A Knee Push-Up is an easy push-up variation where your knees stay on the floor to reduce load. It primarily targets the triceps, shoulders and upper back while building pressing strength and shoulder stability for beginners.


How to Do Knee Push-Up

  1. Set your position: Kneel and place hands shoulder-width under shoulders, knees on the floor, forming a straight line from head to knees with neutral neck alignment.
  2. Place your hands: Place hands slightly wider than shoulder-width with fingers splayed; keep shoulders stacked over wrists to protect the joints and improve leverage.
  3. Brace your core: Engage your core and glutes to prevent hip sagging; keep hips level and scapulae stable. Maintain steady breathing throughout the movement.
  4. Lower with control: Slowly bend elbows, lowering chest toward the floor until elbows reach roughly 45–90 degrees; keep elbows close to the body for triceps emphasis.
  5. Press back up: Drive through palms and extend elbows to press the upper body back to start, keeping core engaged and shoulders stable; exhale on the press.
  6. Reset and breathe: Return to the start, reset shoulder position if needed. Rest briefly between reps, exhale on the press and inhale on the descent.

Muscle Groups

Triceps, Shoulders, Trapezius, Latissimus, Back


Description

Start in the same position as a push-up, and keep your knees in contact with the floor as you press up, lifting your upper body.

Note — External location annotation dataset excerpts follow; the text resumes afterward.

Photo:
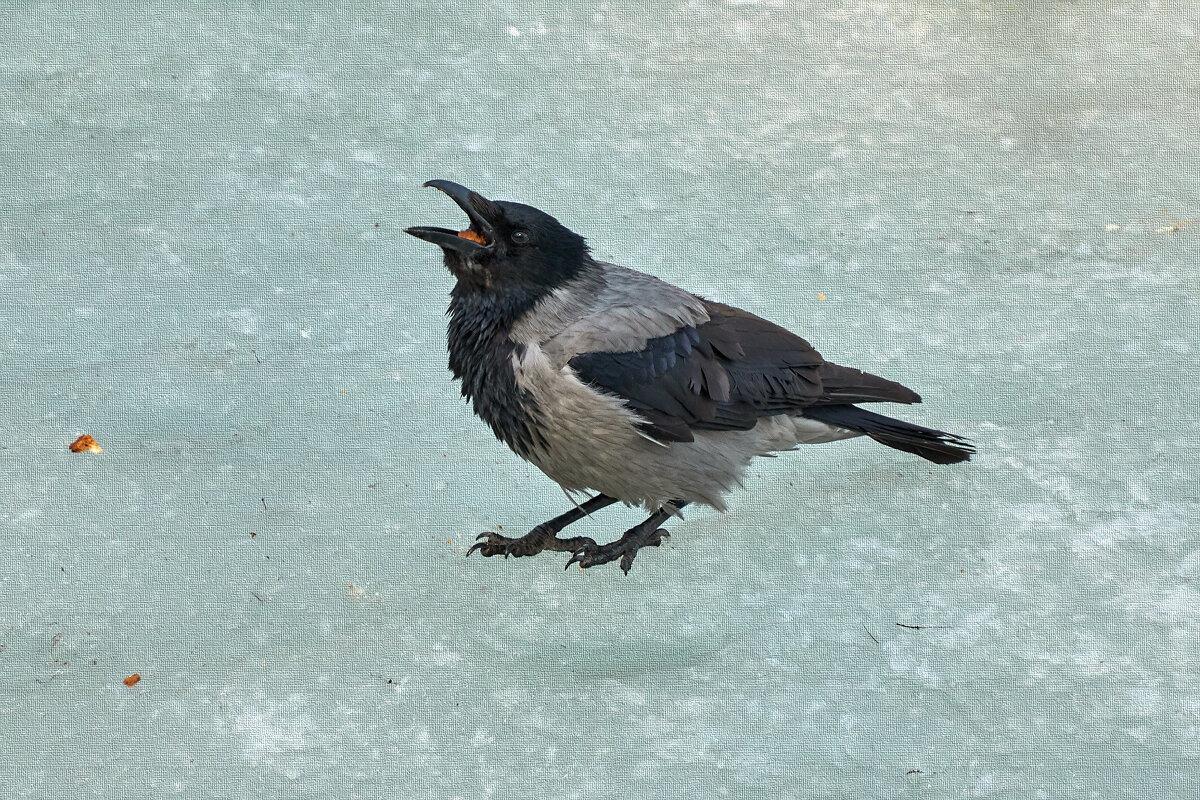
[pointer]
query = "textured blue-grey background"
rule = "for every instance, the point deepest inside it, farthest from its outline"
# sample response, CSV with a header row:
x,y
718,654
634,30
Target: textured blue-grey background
x,y
202,265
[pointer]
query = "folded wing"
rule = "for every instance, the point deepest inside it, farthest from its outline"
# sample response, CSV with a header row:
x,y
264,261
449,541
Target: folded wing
x,y
724,373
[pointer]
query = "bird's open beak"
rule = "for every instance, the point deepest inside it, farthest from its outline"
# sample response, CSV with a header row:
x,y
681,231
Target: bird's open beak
x,y
475,240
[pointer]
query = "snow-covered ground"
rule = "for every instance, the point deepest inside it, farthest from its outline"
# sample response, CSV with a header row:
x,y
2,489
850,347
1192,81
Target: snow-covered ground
x,y
202,265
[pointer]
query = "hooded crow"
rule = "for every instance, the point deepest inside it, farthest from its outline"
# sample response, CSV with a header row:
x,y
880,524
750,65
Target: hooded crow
x,y
615,382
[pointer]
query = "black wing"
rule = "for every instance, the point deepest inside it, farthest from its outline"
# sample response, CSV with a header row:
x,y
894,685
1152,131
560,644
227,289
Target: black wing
x,y
726,373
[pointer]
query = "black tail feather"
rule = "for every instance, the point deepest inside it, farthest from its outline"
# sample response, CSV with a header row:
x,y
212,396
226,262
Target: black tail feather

Keeping your knees on the floor reduces the total weight you need to lift to complete the motion, while still retaining many of the push-up's benefits.

Movement Group

Push


Required Equipment

None (bodyweight only)


Frequently Asked Questions

What are the benefits of knee push-ups?

Knee push-ups build pressing strength, triceps endurance and shoulder stability while reducing load. They help beginners learn push-up mechanics, assist in rehab, and improve core control before progressing to full push-ups.

What common mistakes should I avoid with knee push-ups?

Common mistakes include sagging hips, flared elbows, hands too far forward, and rushing reps. These reduce effectiveness and increase shoulder strain. Maintain a straight line, controlled tempo, and elbows tracking near the body.

How can I progress or find alternatives to knee push-ups?

Progress by reducing knee support: elevate hands less, perform negative full push-ups, or try incline push-ups. Alternatives include wall push-ups or band-assisted full push-ups to add load gradually and build strength safely.